Les Diaboliques (1874). Difficiles à dater précisément (le Dessous de cartes a paru en 1850, le Plus Bel Amour de Don Juan, en 1867), les nouvelles devaient à l'origine figurer sous le titre « Ricochets de conversation », qui traduit bien le jeu narratif auquel chaque histoire, réduite à peu de scènes, sert de prétexte. Sans doute les héroïnes, plus que les histoires elles-mêmes, sont-elles les « diaboliques » : Alberte profite du sommeil de ses parents pour rejoindre son amant, dans les bras duquel elle meurt mystérieusement (le Rideau cramoisi) ; la duchesse de Sierra-Leone, par vengeance contre son mari, se prostitue (la Vengeance d'une femme). Aucune n'est innocente, pas même la fillette du Plus Bel Amour de Don Juan, ni la prétendue « Pudica » (À un dîner d'athées). Dans toutes les nouvelles, un auditoire, parfois réduit à une seule personne, écoute un récit. La lenteur voulue de la nouvelle, provoquée par de fréquentes interruptions et la multiplication des prologues, n'amène pas la résolution finale d'une énigme, malgré le thème récurrent de la femme-sphinx. L'intérêt des Diaboliques réside plus dans le récit que dans les événements, et l'auditoire suit bien plus le conteur que le récit lui-même. La fin du récit est d'ailleurs marquée par un retour à l'auditoire, sur la rêverie duquel se clôt la nouvelle. Cet univers onirique révèle l'imaginaire de Barbey, qui, sous le masque des narrateurs, laisse libre cours à ses fantasmes. Les héroïnes portent l'empreinte du surnaturel satanique régi par l'inconscient. Elles sont toutes l'occasion, ou presque, d'une allusion à la castration, et les thèmes sexuels, liés au danger, au mystère, traduisent le sentiment qu'une menace pèse non seulement sur la sexualité, mais aussi sur la vie.
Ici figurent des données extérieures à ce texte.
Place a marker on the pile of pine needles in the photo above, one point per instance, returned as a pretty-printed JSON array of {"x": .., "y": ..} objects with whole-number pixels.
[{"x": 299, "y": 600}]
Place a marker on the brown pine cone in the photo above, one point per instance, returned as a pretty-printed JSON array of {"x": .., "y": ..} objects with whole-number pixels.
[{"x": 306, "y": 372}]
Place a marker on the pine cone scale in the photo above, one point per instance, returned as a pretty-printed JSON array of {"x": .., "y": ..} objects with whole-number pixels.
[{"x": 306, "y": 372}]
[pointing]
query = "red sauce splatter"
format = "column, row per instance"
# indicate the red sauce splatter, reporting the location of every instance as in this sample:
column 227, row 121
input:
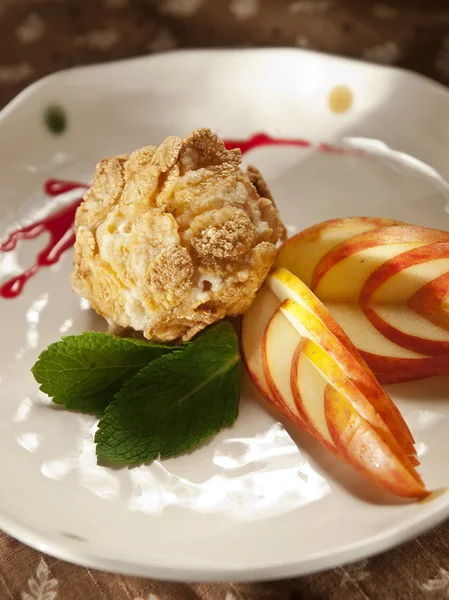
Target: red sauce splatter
column 60, row 224
column 62, row 236
column 259, row 140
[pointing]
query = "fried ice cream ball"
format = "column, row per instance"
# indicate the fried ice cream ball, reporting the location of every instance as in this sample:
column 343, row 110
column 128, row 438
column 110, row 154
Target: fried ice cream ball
column 170, row 239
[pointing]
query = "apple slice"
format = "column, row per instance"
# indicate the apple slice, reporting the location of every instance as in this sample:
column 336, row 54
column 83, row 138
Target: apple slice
column 365, row 450
column 310, row 355
column 386, row 294
column 279, row 343
column 312, row 319
column 302, row 252
column 389, row 362
column 341, row 273
column 432, row 301
column 254, row 324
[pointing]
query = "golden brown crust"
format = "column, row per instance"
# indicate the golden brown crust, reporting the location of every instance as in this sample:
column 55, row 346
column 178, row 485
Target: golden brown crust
column 175, row 237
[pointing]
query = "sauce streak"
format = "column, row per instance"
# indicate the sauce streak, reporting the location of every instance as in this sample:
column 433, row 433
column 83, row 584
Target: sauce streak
column 62, row 236
column 60, row 224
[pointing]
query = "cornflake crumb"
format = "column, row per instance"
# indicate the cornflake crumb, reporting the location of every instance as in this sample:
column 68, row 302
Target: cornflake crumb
column 170, row 239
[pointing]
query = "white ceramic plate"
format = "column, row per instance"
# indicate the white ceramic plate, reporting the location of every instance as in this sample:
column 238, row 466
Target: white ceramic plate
column 250, row 504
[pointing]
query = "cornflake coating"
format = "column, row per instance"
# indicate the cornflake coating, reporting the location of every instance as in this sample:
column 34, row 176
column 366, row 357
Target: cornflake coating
column 170, row 239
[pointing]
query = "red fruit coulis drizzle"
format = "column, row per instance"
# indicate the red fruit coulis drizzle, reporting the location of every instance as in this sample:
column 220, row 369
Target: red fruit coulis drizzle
column 59, row 225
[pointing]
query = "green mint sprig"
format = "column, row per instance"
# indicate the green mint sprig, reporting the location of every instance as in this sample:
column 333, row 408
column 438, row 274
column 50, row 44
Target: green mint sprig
column 156, row 400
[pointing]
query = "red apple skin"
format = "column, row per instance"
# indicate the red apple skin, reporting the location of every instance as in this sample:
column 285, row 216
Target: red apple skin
column 415, row 256
column 364, row 449
column 360, row 403
column 314, row 233
column 428, row 301
column 363, row 376
column 376, row 237
column 277, row 401
column 388, row 369
column 310, row 426
column 410, row 342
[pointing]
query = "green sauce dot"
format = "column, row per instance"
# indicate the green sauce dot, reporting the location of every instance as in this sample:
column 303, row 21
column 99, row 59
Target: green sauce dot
column 55, row 119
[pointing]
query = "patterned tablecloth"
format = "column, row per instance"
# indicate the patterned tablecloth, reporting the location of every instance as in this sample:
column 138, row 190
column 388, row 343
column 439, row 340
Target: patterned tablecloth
column 40, row 36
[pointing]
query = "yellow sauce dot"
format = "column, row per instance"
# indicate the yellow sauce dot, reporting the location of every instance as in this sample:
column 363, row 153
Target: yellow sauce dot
column 340, row 99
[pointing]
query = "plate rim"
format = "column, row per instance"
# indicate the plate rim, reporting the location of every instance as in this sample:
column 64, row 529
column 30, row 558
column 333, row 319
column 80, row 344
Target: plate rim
column 318, row 561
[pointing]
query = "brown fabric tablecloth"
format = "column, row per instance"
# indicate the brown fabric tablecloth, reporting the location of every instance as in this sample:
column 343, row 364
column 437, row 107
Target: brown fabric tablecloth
column 41, row 36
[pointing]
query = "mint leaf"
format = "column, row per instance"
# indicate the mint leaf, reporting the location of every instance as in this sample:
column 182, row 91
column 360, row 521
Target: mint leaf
column 84, row 372
column 176, row 402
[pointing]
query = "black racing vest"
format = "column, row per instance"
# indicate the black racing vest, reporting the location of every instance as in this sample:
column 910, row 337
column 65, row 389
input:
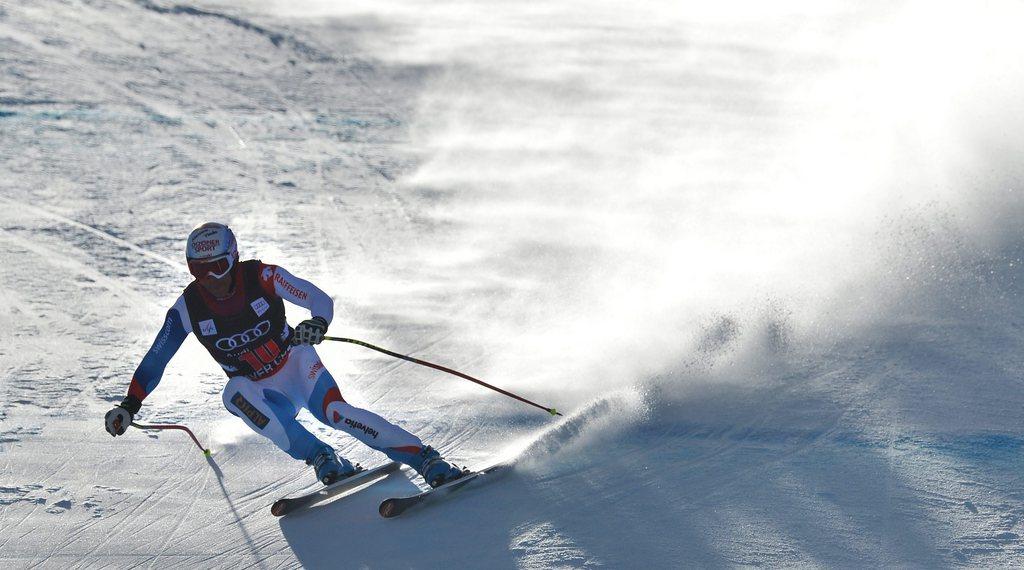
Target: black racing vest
column 253, row 342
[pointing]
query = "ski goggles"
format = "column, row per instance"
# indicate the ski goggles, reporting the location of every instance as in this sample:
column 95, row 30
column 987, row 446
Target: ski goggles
column 217, row 267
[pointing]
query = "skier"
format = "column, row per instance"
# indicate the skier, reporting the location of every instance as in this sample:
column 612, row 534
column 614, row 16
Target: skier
column 238, row 314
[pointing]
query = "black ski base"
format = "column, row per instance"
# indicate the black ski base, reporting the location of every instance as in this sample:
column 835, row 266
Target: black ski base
column 393, row 507
column 290, row 505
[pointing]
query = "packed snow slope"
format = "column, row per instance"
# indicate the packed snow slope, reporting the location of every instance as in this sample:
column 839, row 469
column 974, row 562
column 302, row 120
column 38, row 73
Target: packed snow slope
column 765, row 258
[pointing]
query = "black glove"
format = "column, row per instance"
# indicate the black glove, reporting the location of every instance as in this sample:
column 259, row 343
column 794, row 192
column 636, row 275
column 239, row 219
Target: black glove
column 310, row 332
column 122, row 415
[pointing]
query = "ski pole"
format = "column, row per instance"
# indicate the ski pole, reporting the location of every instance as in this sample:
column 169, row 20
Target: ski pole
column 550, row 410
column 206, row 450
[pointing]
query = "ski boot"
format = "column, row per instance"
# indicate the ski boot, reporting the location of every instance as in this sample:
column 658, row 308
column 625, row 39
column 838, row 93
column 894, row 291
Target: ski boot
column 329, row 468
column 436, row 471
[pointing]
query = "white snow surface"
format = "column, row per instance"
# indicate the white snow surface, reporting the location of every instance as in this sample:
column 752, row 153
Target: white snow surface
column 765, row 257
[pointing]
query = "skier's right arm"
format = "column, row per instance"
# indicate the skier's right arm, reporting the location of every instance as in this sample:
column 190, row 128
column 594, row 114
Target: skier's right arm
column 174, row 331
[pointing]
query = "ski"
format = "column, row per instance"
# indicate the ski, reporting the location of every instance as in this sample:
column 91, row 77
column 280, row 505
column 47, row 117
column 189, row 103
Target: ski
column 290, row 505
column 396, row 506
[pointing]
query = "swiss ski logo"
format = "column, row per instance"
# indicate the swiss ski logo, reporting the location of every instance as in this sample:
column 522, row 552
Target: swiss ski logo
column 207, row 327
column 260, row 306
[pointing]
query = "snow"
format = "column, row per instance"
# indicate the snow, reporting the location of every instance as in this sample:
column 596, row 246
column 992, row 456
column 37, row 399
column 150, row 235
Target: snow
column 765, row 259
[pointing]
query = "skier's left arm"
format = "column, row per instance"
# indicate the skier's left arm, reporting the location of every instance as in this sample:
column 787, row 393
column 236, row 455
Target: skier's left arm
column 280, row 281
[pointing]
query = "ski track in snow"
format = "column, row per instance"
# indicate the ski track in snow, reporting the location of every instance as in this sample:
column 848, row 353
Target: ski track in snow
column 897, row 443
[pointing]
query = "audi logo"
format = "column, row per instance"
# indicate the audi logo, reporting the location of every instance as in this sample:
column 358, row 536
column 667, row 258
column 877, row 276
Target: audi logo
column 244, row 338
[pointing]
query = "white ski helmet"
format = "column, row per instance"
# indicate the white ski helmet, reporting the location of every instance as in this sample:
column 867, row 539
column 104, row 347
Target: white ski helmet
column 211, row 250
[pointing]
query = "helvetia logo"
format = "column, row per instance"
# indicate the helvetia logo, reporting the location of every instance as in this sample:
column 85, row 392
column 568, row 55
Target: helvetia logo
column 361, row 427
La profanation du cœur (À un dîner d'athées) et la découverte d'un enfant mort (le Dessous de cartes) traduisent cette angoisse. L'autodestruction est une manifestation d'orgueil ou une revanche, jamais une faiblesse ; paradoxalement, elle permet l'affirmation de soi, comme la recherche du scandale, que l'œuvre provoqua aussitôt (le livre fut saisi et l'édition partiellement détruite).